In 2010 the World Health Assembly (WHA) recognised viral hepatitis as a global public health problem and urged governments to take actions to prevent, diagnose, and treat it. Five years later, the World Health Organization (WHO) came up with a first ever set of guidelines for treatment.

Statistics from WHO indicate 240 million people suffer from the disease and an estimated 780,000 succumb every year. Most of these deaths are registered in developing countries where awareness is still lacking. Some people only get to know a thing about the disease when they test positive for it. Many do not show any symptoms until when they are diagnosed with liver cancer which is the most advanced stage of the disease. At this point, it is too late for them.

Amandua says, however, some get symptoms like yellowing of the skin, discomfort on the right side of the belly, dark urine, and fatigue.

Amandua says just as HIV, the risk of acquiring the disease increases when one has unprotected sex with a person with the disease or with multiple partners. Residents and staff of correctional facilities and group homes, those with multiple sex partners, health workers, and emergency personnel, those who share sharp instruments and men who have sex with men are at a higher risk.

He encourages people to use condoms and also conduct routine testing because people with chronic infections may feel fine for a long time, even as the virus is causing damage and by the time symptoms appear the liver damage may be advanced.  Amandua says everyone needs to be tested.

Hepatitis B becomes chronic when it lasts more than six months without treatment.

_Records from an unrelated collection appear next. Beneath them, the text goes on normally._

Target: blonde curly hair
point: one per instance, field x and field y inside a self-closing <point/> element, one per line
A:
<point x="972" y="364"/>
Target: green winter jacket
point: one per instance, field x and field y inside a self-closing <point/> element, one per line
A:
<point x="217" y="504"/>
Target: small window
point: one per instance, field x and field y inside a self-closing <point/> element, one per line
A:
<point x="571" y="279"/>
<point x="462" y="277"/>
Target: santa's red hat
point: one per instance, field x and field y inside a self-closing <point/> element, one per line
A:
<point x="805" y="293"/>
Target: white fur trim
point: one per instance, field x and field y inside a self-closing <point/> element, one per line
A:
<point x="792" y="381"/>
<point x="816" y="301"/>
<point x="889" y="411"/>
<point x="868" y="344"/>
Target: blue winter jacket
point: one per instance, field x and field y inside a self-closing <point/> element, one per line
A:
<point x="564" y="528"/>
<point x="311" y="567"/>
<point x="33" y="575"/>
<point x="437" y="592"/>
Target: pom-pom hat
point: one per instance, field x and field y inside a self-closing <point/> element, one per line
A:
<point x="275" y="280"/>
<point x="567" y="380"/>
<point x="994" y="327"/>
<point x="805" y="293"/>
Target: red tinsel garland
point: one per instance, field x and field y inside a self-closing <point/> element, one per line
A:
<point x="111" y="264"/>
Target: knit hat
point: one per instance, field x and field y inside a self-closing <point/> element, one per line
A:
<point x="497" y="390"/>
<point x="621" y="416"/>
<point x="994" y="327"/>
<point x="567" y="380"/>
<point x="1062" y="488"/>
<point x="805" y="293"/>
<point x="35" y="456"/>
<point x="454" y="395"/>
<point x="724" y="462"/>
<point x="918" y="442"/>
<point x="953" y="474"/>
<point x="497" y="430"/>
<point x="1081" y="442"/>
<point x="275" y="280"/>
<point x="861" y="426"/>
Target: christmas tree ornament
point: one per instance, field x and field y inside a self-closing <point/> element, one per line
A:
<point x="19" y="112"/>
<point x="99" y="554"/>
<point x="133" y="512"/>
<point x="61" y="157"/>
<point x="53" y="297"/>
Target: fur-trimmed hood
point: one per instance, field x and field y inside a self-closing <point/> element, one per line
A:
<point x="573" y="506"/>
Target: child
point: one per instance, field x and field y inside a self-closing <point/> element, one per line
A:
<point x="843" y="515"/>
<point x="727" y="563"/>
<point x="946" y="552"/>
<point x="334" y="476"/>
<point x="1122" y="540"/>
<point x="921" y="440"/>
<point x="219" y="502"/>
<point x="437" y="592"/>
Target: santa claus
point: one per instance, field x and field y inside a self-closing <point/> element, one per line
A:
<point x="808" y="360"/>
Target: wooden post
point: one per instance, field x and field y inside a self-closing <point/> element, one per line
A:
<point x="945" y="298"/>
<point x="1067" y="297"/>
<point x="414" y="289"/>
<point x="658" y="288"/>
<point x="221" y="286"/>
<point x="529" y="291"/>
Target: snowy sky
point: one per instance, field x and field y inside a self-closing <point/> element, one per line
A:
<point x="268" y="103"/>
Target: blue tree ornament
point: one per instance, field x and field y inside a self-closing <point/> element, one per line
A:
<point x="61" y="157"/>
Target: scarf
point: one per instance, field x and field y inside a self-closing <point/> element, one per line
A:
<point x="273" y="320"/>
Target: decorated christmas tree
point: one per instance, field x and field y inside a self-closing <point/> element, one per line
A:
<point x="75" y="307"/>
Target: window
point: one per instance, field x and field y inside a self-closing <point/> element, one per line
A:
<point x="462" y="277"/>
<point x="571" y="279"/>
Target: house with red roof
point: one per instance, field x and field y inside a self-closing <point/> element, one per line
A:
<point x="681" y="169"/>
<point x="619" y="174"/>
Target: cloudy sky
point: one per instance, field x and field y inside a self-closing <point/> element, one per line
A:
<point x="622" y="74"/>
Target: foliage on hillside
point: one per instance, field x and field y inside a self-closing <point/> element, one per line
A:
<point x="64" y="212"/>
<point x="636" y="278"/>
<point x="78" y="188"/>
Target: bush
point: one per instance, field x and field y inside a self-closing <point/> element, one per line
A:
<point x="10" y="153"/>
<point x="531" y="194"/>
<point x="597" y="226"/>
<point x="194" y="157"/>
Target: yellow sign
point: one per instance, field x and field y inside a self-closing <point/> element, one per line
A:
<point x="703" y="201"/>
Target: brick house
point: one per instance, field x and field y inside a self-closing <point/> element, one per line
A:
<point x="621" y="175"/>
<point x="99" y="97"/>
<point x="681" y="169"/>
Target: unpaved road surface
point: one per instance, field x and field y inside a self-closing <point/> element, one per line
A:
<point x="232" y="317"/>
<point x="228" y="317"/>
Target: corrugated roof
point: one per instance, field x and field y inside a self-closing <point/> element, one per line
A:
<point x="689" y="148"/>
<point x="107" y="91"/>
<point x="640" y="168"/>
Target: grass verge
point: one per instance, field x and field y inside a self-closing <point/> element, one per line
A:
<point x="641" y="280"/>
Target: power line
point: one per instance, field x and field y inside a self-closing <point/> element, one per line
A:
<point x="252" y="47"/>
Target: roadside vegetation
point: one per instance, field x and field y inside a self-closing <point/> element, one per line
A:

Although infections can persist in adults, most chronic cases occur in children.

Amandua said they have programmes focused on prevention of mother to child transmission of the disease since many contract the disease at birth.  Those newly infected are referred to as acute cases.

Blood tests can tell doctors whether the infection is acute or chronic and whether the virus is actively multiplying. Additional important tests to consider after testing positive, according to Amandua, include the liver function which is meant to determine whether it’s functioning normally, the hepatitis antigen; which shows whether one has a dormant or active virus, and the viral load which determines the amount of virus in the blood.

He however clarified that the disease does not spread through sneezing, coughing, hugging or eating food prepared by someone who is infected with hepatitis B.